Grandpa Mac taught me how to trap possums that summer. It’s a fairly simple process- place some table scraps in a metal trash can, anchor the can so that it can’t tip over, wire a piece of one-by-six siding to the top edge for a ramp, and walk away. In the morning you’ll find you have a couple of belligerent possums that fell in and couldn’t get a grip on the sides of the metal can to get back out. (It’s worth mentioning that this won’t work with raccoons. They’re far too clever/athletic to fall for this trick.)

Old Man lived a couple of miles down the gravel from my Grandparents and sold hides for wallets and what-have-you. Old Man paid cash money for possums- music to any teenager’s ears when he’s “working” for room and board. The trash can would go into the back of the Mazda, the lid secured tightly, and we’d head down the road. I couldn’t tell you what Old Man looked like anymore. It seems to me that he was always sitting in the same place on his front porch and was about the same color as the weather-beaten siding. He just kind of blended into the house until you got within about twenty feet. I don’t recall that I ever heard him speak either. What I do remember is his dog. The dog was about the size of a well-fed rat and always left me with the impression that the only reason he didn’t start in on me immediately was because of a dislike for leftovers. Stephen King would have loved it.

Be that as it may, I’d fetch the trash can out of the truck and lay it slowly down on its side in the yard. The possums would retreat as far as possible towards the back of the can, sputter, and try to look menacing. The arena was set and it was time for the gladiators to have at it! The first time I watched this contest I’d have bet heavily against the dog. Any adult possum clearly had the weight advantage and there were generally three or four of them in the can. Old Man would snap his fingers, point at the can, and the dog would head in at a trot. There’d be some hissing, some growling, the scratch of claws on metal, and then a spindly tail would emerge from the can. The dog would grasp one of the possums by the throat and proceed to drag it out, backing up to the porch, where Old Man would reach down and quickly dispatch it by breaking the neck. A finger snap and the dog was back off the porch and into the can again. Once all the possums had been tended to, Old Man would produce several well worn bills, wave his hand, and our business was concluded.

6 AC (After Children) and my wife, young daughter and I were living in a fourteen-by-seventy trailer house in married student housing. Life was simpler in many respects, or maybe my memory is just colored by nostalgia. And there was the summer that the college decided to bulldoze a pasture behind the trailer court to put in a “sports and field” complex. Hundreds of tiny little field mice found themselves homeless that week and the occupants of the trailer court found themselves listening to the quiet tick-tick-ticking of mice scampering back and forth through seventy feet of furnace ductwork under the floor. Momma was thoroughly under-impressed, Dad tried to remember that it was just mice doing what it is that mice do, and our six-year-old girl was fairly delighted with all of her new potential friends. They were something.

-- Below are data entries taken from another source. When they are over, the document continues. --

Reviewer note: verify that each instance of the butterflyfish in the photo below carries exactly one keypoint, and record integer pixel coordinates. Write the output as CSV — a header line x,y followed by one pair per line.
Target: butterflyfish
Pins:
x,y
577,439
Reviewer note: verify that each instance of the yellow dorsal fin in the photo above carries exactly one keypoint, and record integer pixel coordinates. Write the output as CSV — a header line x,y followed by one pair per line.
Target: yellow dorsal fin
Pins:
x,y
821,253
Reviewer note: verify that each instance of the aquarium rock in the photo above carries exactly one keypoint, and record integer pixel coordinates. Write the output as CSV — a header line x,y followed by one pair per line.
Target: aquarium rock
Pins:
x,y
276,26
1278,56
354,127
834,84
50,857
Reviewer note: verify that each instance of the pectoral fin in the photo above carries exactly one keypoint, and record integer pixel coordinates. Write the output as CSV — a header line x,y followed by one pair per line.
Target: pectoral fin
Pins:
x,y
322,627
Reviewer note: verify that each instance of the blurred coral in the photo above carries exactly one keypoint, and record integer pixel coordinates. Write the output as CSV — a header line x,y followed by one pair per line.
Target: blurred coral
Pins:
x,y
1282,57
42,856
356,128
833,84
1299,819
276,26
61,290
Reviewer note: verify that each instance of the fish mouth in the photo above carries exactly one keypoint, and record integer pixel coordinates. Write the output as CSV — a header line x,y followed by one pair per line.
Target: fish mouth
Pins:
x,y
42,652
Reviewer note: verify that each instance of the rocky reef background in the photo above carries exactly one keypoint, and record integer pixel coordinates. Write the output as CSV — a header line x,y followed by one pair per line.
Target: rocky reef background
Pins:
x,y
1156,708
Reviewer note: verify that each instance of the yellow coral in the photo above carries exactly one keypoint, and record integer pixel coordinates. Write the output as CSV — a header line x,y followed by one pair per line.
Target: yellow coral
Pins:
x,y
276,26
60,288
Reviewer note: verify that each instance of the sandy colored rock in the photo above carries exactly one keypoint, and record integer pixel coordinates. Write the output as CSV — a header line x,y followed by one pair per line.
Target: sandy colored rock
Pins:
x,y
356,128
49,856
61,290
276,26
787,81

We gave up on spring traps as they stripped the peanut butter off them as fast as we could replace it. I was beginning to wonder if we could get them with cholesterol. They’d walk across glue traps with the same aplomb Jesus exhibited at the Sea of Galilee. We didn’t dare poison them as we didn’t want to deal with trying to track their little corpses down later. Then I remembered the possums.

I took a strip of cardboard and taped one end to the top of a tall mason jar, a dollop of peanut butter went into the bottom of the jar, and a little bit of peanut butter grease was rubbed on the top of my ramp just to reinforce the idea that there was something tasty going on in there. And I walked away. My wife was skeptical of the idea that first night, having witnessed the repeated failures of the best mouse trapping technology available at the time. My daughter remained belligerent as “furries are our friends”. The cat, having lost a notable amount of fur to the open glue traps, was openly contemptuous of the contraption. I remained confident. It seemed unlikely that there’d be any money to be made selling their little hides for wallets, but there’s something to be said for a good nights sleep.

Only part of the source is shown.